Onderzoekers van IMARES (onderdeel van Wageningen UR) presenteerden afgelopen woensdagmiddag de vangstadviezen van ICES voor 2011. Deze adviezen hebben onder andere betrekking op de bodemvisserij op tong, schol en kabeljauw in de Noordzee, en op de visserij op haring.
Binnen de Europese Unie is er momenteel een transitie gaande, waarbij het visserijbeheer bepaald zal gaan worden door beheerdoelen op basis van het zogeheten MSY-niveau voor maximaal duurzame vangsten.
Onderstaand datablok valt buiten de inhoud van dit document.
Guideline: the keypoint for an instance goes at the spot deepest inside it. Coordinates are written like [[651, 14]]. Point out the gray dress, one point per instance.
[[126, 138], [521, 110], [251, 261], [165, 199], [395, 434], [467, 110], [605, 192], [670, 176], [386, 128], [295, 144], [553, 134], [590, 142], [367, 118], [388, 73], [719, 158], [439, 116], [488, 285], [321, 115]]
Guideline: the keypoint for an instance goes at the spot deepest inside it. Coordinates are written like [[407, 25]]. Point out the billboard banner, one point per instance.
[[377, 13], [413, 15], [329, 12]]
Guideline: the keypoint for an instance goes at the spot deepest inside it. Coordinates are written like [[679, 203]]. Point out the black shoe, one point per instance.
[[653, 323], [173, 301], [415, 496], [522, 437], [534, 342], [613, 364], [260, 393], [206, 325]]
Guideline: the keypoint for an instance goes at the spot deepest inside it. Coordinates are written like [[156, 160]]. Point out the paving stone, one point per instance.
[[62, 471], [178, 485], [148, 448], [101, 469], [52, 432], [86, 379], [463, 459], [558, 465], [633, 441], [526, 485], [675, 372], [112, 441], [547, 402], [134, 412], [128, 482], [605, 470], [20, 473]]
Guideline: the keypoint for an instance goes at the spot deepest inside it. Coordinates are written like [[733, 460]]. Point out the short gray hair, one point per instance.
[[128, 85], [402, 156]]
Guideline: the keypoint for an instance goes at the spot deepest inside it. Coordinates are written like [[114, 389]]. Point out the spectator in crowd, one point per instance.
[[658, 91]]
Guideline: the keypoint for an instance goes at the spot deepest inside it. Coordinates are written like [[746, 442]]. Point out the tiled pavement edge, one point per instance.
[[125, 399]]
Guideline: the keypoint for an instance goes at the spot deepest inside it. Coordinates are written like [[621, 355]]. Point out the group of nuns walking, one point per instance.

Dit is het gevolg van afspraken die er binnen de Verenigde Naties zijn gemaakt om in 2015 de visbestanden te beheren op basis van MSY. Daarom geeft ICES nu niet ??n advies, maar een aantal opties: (1) een transitie naar maximale duurzame vangsten, (2) het huidige beheer op basis van voorzorgsniveaus, en (3) bestaande beheerplannen voor specifieke soorten.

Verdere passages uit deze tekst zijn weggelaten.